A superior energy efficiency would allow large and complex workloads to be executed in low power or battery-constrained environments, such as cars, mobile phones and cameras.

In addition, cloud providers will be able to reduce their energy costs and carbon footprint with these chips.

In contrast to conventional chips, which store information in 0s and 1s, the new chip uses analogue components called memristors [memory resistors], which can store a wide range of numbers.

It’s like the difference between a light switch and a dimmer switch when you compare digital and analog.

In the same way that synapses in the brain function, memristors work analogously.

According to Ferrante Neri, from the University of Surrey, memristors belong to the category of nature-inspired computing.

In a similar way to a synapse in a biological system, a memristor can remember its electrical history.

“Memristors can be connected to form a network that resembles a biological brain,” he said.

As a result of these advancements, he is cautiously optimistic about the future of chips that use this technology: “We may be on the cusp of seeing the emergence of brain-like chips in the near future.”

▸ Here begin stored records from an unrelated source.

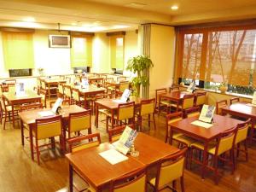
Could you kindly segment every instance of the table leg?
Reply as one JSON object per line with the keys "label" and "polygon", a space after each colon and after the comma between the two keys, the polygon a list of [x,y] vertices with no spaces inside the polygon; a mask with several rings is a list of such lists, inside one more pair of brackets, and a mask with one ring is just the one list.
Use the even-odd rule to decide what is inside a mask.
{"label": "table leg", "polygon": [[95,104],[95,125],[98,128],[99,125],[99,106],[97,103]]}
{"label": "table leg", "polygon": [[253,131],[255,126],[255,119],[252,119],[252,127],[249,136],[249,145],[251,146],[253,144]]}
{"label": "table leg", "polygon": [[21,143],[22,146],[24,146],[24,125],[21,119],[20,119],[20,131],[21,131]]}
{"label": "table leg", "polygon": [[69,192],[73,192],[73,166],[69,164]]}
{"label": "table leg", "polygon": [[13,115],[13,126],[15,126],[15,106],[12,104],[12,115]]}
{"label": "table leg", "polygon": [[203,165],[201,167],[201,178],[205,178],[205,171],[206,167],[207,166],[207,151],[208,151],[208,142],[205,142],[205,148],[204,148],[204,152],[203,152]]}
{"label": "table leg", "polygon": [[29,125],[29,140],[30,140],[30,153],[31,158],[34,160],[34,146],[33,146],[33,135],[32,125]]}

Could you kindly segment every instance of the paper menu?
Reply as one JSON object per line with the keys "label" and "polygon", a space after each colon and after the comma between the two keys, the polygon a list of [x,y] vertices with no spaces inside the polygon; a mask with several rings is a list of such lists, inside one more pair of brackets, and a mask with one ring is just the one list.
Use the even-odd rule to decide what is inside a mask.
{"label": "paper menu", "polygon": [[112,165],[114,165],[114,164],[117,164],[117,163],[119,163],[119,162],[128,160],[128,157],[120,154],[119,152],[116,151],[115,149],[109,149],[109,150],[99,153],[99,154]]}
{"label": "paper menu", "polygon": [[54,113],[56,113],[58,108],[61,107],[61,103],[62,103],[62,101],[63,101],[63,100],[62,100],[61,98],[58,98],[58,99],[56,100],[56,102],[55,102],[55,104],[54,104],[54,106],[53,106],[53,108],[52,108],[52,109],[51,109],[51,111],[52,111]]}
{"label": "paper menu", "polygon": [[205,122],[202,122],[202,121],[200,121],[200,120],[195,120],[191,124],[194,125],[204,127],[206,129],[208,129],[208,128],[210,128],[213,125],[212,124],[205,123]]}
{"label": "paper menu", "polygon": [[256,91],[253,92],[252,104],[256,105]]}
{"label": "paper menu", "polygon": [[137,132],[136,130],[126,126],[120,138],[117,142],[113,143],[113,145],[118,151],[126,154],[129,152],[131,146],[133,144],[137,135]]}
{"label": "paper menu", "polygon": [[207,123],[211,123],[213,118],[214,111],[215,111],[214,106],[203,105],[199,116],[199,120]]}

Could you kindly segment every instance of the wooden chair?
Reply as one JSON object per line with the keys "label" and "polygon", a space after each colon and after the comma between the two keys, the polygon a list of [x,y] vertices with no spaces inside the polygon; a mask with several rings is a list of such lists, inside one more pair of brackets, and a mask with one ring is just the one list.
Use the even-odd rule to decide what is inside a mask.
{"label": "wooden chair", "polygon": [[[40,165],[40,152],[39,148],[51,145],[52,148],[55,148],[55,139],[54,137],[56,136],[60,137],[60,144],[61,148],[62,148],[63,143],[62,143],[62,123],[61,123],[61,116],[57,115],[54,117],[48,117],[48,118],[42,118],[36,119],[36,126],[32,130],[32,134],[35,138],[35,145],[34,148],[36,148],[37,157],[38,157],[38,163]],[[46,138],[51,138],[51,143],[47,143],[39,146],[38,141],[44,140]],[[33,155],[33,154],[32,154]]]}
{"label": "wooden chair", "polygon": [[137,169],[111,182],[110,192],[146,192],[145,167]]}
{"label": "wooden chair", "polygon": [[[101,136],[100,133],[90,134],[87,136],[79,136],[77,137],[73,137],[67,140],[69,146],[69,152],[73,153],[84,148],[90,148],[93,147],[97,147],[101,144]],[[78,191],[96,191],[96,189],[85,180],[84,177],[82,177],[76,169],[73,172],[85,182],[86,188],[79,189],[75,181],[73,181],[73,186]]]}
{"label": "wooden chair", "polygon": [[[247,132],[251,119],[241,124],[237,125],[237,133],[235,140],[235,148],[236,149],[236,159],[239,157],[240,151],[244,152],[246,155],[246,161],[248,160],[248,150],[247,150]],[[244,149],[241,148],[241,144],[243,143]],[[236,161],[235,161],[236,163]]]}
{"label": "wooden chair", "polygon": [[195,106],[202,108],[202,106],[206,103],[207,99],[207,92],[195,92]]}
{"label": "wooden chair", "polygon": [[88,134],[91,133],[91,113],[90,110],[84,112],[77,112],[69,113],[67,134],[68,138],[71,138],[72,133],[78,133],[79,136],[80,131],[87,130]]}
{"label": "wooden chair", "polygon": [[155,119],[154,119],[154,102],[155,99],[148,99],[148,100],[142,100],[140,103],[140,109],[137,115],[137,121],[139,125],[139,130],[143,130],[143,116],[148,115],[148,130],[150,129],[150,117],[151,114],[153,116],[153,123],[154,123],[154,128],[156,129],[155,126]]}
{"label": "wooden chair", "polygon": [[84,105],[84,98],[83,96],[80,96],[79,89],[72,89],[72,97],[76,105],[80,107]]}
{"label": "wooden chair", "polygon": [[227,100],[221,100],[216,102],[216,113],[219,115],[223,115],[221,108],[225,108],[228,106]]}
{"label": "wooden chair", "polygon": [[200,107],[193,107],[184,110],[184,118],[199,117],[201,113]]}
{"label": "wooden chair", "polygon": [[109,143],[116,142],[121,137],[124,130],[125,129],[126,125],[121,125],[114,127],[111,130],[108,130],[108,141]]}
{"label": "wooden chair", "polygon": [[2,125],[3,119],[4,119],[3,128],[3,130],[5,130],[6,122],[10,122],[13,118],[15,119],[15,120],[20,120],[20,119],[18,117],[18,112],[20,110],[20,107],[15,106],[15,108],[14,108],[15,116],[13,116],[12,107],[8,105],[8,102],[5,100],[4,96],[2,96],[2,98],[0,98],[0,102],[1,102],[1,115],[0,115],[1,125]]}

In spite of this, he warned that the development of memristor-based computers is not an easy task, and that a number of challenges are ahead, including the cost of materials and manufacturing difficulties.

These components make the new chip more energy-efficient, but it also contains digital elements.

As a result, existing AI systems can use the chip more easily.

These days, many phones have artificial intelligence chips that help them process photos, for example. An iPhone, for instance, has a “neural engine” chip.

Chips in phones and cars could be more efficient in the future, extending battery life and enabling new applications. IBM hopes these chips will be available in the near future.

By replacing the chips in the banks of computers powering advanced AI systems, chips like IBM’s prototype may help save lots of energy.

The University of Bath’s James Davenport said IBM’s findings were “potentially interesting” but cautioned that the chip was not an easy solution to the problem, but rather “a possible first step”.